Where is my user? Part 1, GeoIP

There are a a few techniques we can use to make our apps more “magical” for our end users – showing them things that we have reason to believe may be spatially relevant to them. The most reliable but least accurate of these techniques is the combination of a hidden GeoDjango battery with a free (as in beer) data set from MaxMind.

GeoDjango includes ctypes bindings against their GeoIP C API to give us an easier interface to the data. You’ll need to install the C API and download a copy of GeoLiteCity.dat.gz to your server and set up the correct paths as mentioned in the docs.

Once that’s done it’s very simple to interact with.

>>> from django.contrib.gis.utils.geoip import GeoIP
>>> GeoIP().city("amazon.com")
{'city': 'Seattle', 'region': 'WA', 'area_code': 206, 'longitude': -122.32839965820312, 'country_code3': 'USA', 'latitude': 47.60260009765625, 'postal_code': '98104', 'dma_code': 819, 'country_code': 'US', 'country_name': 'United States'}

For the ultimate in handiness I’ve turned it into a context processor. Context processors don’t always get the limelight they deserve, they’re insanely handy for things you want on EVERY view (well, every view you remember to use a RequestContext for) like MEDIA_URL. In our case, we’re going to add to every template’s context the location of our user.

And we’re going to do it with less than 10 lines of code (though a bit more for comments and spacing)

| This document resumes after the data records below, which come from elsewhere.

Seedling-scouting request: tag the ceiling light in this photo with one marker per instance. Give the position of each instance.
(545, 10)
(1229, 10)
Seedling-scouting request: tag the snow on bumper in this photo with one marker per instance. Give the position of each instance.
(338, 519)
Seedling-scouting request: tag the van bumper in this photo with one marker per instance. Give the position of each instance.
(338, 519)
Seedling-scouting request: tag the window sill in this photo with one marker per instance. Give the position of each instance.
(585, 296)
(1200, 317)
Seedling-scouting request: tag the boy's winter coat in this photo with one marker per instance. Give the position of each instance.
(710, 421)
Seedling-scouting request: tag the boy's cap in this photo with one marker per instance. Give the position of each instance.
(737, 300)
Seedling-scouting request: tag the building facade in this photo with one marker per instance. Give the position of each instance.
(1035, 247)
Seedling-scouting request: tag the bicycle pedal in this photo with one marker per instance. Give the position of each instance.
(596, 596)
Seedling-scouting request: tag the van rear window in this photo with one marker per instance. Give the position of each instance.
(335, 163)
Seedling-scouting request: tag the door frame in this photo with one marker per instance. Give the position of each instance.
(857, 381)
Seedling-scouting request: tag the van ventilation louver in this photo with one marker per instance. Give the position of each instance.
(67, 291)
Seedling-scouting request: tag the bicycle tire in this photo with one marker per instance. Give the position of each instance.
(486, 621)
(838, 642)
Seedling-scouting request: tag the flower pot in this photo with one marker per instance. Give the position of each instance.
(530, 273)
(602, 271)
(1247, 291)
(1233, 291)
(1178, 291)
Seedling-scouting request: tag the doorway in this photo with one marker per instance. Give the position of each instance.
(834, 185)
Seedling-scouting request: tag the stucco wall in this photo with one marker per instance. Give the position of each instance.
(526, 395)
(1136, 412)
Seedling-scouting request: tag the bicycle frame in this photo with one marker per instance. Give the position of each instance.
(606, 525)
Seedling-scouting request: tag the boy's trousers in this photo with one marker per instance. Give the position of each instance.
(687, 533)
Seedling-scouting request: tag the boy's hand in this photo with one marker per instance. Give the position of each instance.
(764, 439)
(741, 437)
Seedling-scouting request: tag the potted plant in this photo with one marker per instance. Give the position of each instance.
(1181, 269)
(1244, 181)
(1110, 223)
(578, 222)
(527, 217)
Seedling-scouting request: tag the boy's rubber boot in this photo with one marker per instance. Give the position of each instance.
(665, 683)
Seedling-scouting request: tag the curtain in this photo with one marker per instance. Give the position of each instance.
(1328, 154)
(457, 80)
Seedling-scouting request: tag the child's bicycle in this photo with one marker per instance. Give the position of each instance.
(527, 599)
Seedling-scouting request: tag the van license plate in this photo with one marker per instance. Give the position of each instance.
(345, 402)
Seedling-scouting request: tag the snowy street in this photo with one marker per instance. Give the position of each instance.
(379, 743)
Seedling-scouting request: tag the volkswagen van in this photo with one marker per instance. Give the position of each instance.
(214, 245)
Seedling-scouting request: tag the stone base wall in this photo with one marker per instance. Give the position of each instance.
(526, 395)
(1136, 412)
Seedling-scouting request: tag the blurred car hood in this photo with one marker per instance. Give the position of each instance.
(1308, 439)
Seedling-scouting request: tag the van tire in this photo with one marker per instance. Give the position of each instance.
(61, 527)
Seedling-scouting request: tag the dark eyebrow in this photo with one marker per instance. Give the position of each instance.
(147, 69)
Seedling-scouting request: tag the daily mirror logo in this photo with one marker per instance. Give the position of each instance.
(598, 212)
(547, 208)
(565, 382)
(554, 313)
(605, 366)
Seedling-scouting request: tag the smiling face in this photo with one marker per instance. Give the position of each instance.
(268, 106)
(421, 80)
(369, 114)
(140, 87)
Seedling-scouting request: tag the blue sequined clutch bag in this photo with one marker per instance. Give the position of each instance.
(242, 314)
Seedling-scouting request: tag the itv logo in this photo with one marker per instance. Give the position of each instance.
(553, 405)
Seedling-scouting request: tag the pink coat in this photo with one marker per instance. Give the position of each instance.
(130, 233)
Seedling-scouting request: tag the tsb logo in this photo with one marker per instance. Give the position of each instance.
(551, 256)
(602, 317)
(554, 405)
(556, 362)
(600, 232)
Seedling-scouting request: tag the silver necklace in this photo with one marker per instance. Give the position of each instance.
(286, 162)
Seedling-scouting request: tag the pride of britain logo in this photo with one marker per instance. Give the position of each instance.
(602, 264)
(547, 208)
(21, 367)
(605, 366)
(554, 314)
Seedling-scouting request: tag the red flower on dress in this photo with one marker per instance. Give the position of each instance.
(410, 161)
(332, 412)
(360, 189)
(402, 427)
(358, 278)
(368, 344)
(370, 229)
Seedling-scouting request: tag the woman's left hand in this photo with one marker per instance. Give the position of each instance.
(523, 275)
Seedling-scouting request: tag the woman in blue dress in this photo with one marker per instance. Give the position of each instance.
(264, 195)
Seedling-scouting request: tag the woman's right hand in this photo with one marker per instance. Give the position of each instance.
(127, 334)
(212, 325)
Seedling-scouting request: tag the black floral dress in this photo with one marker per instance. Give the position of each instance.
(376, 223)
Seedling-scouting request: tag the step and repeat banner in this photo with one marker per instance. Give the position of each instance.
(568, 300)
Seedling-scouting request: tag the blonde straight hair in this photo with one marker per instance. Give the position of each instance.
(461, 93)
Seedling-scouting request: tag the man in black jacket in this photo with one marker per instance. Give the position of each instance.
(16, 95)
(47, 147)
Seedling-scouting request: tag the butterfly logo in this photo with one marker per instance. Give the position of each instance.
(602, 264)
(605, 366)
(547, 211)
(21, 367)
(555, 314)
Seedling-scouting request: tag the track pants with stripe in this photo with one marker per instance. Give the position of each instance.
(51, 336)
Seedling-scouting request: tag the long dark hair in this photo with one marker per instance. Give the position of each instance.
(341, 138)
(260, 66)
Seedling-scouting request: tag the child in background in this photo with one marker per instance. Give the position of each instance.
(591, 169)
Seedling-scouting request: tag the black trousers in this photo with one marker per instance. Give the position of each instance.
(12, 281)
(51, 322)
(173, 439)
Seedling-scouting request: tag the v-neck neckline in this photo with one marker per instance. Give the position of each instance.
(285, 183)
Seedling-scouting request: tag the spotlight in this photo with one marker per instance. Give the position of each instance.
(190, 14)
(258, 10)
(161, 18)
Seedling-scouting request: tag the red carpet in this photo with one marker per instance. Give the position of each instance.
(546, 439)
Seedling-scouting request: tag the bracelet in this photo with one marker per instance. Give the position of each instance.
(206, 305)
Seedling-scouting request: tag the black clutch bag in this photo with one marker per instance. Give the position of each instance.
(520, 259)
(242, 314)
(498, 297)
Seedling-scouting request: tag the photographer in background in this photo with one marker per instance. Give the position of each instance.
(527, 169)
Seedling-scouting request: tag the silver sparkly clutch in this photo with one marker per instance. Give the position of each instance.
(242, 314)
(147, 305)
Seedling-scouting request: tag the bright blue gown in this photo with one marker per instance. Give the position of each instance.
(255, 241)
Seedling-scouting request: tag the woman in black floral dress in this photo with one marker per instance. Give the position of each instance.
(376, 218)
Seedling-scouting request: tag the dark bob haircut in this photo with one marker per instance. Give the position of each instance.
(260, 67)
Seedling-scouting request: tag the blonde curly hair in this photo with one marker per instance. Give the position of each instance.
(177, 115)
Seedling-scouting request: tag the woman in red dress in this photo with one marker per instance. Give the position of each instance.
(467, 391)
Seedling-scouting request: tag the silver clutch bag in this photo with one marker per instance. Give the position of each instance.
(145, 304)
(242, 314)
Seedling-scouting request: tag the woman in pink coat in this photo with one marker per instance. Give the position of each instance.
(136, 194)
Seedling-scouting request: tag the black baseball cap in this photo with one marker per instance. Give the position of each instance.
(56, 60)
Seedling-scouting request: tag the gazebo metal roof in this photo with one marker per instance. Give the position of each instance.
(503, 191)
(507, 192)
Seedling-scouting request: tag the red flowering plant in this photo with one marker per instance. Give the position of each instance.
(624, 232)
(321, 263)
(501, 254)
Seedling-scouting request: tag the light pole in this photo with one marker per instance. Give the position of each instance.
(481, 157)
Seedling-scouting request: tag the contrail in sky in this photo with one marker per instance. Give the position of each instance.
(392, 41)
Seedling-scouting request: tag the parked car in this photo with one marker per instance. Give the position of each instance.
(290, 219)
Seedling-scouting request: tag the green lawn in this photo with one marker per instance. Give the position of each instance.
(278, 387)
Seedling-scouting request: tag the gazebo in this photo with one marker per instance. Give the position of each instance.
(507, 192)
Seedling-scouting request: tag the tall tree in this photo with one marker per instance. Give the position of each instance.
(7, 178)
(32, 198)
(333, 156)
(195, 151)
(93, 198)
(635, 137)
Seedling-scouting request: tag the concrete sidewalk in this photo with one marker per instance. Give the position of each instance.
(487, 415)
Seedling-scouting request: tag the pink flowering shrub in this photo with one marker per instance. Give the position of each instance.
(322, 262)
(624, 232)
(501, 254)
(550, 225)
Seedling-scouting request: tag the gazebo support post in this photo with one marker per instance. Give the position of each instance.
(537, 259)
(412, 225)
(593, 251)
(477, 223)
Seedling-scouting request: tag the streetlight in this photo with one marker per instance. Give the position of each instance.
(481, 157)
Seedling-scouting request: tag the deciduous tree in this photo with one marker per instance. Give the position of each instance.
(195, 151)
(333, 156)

from django.contrib.gis.utils.geoip import GeoIP

def addgeoip(request):
    # check x-forwarded-for first in case there's a reverse proxy in front of the webserver
    if request.META.has_key('HTTP_X_FORWARDED_FOR'):
        ip = request.META['HTTP_X_FORWARDED_FOR']
    else:
        ip = request.META.get('REMOTE_ADDR', False)

    if ip:
        return {'geoip': GeoIP().city(ip)}
    else:
        return {}

If you have a moderate or greater traffic site, you probably run behind a reverse proxy like perlbal, nginx or Varnish – and your REMOTE_ADDR meta headers are incorrect as a result of this. You’ve seen it in your comments or other places that log IP address and probably heard of HTTP_X_FORWARDED_FOR. This HTTP header is set by these reverse proxies so we can see in our code who their client is. The first four lines here determine if we need to deal with this. NOTE: Django 1.3 includes a Reverse proxy middleware  that does what the first four lines of this context processor do if you enable it. Please note it’s security notice as it applies here – if you’re not behind a reverse proxy, listening to HTTP_X_FORWARDED_FOR will allow users to spoof their IPs.

Drop this code anywhere on your PYTHONPATH (in a utils.py or processors.py might be nice?) and set settings.TEMPLATE_CONTEXT_PROCESSORS to include it. But be careful you include the defaults too – you don’t want to wipe out the defaults so copy/paste to make sure you don’t miss any.

If you don’t want to add RequestContext to your view, or need it inside the view and not just the template, it’s a normal function – call it with your request object. If you’re not in a view, don’t use the processor and just call it normally (unless you want to go to the effort of mocking the request but that seems silly.)

So there we are – we know a decent amount of reasonably detailed info on our users’ location and can do pre-filtering of data.

If you want better accuracy, you can buy better data. But know that it’s never going to be perfect, the location they will have is the location the telecom provider says. The IP address info for my grandparents’ home is about 80 miles east, has been for years. My iPhone? Well, it says I’m in California but I’m actually in Kansas. So this method is a fall-back at best.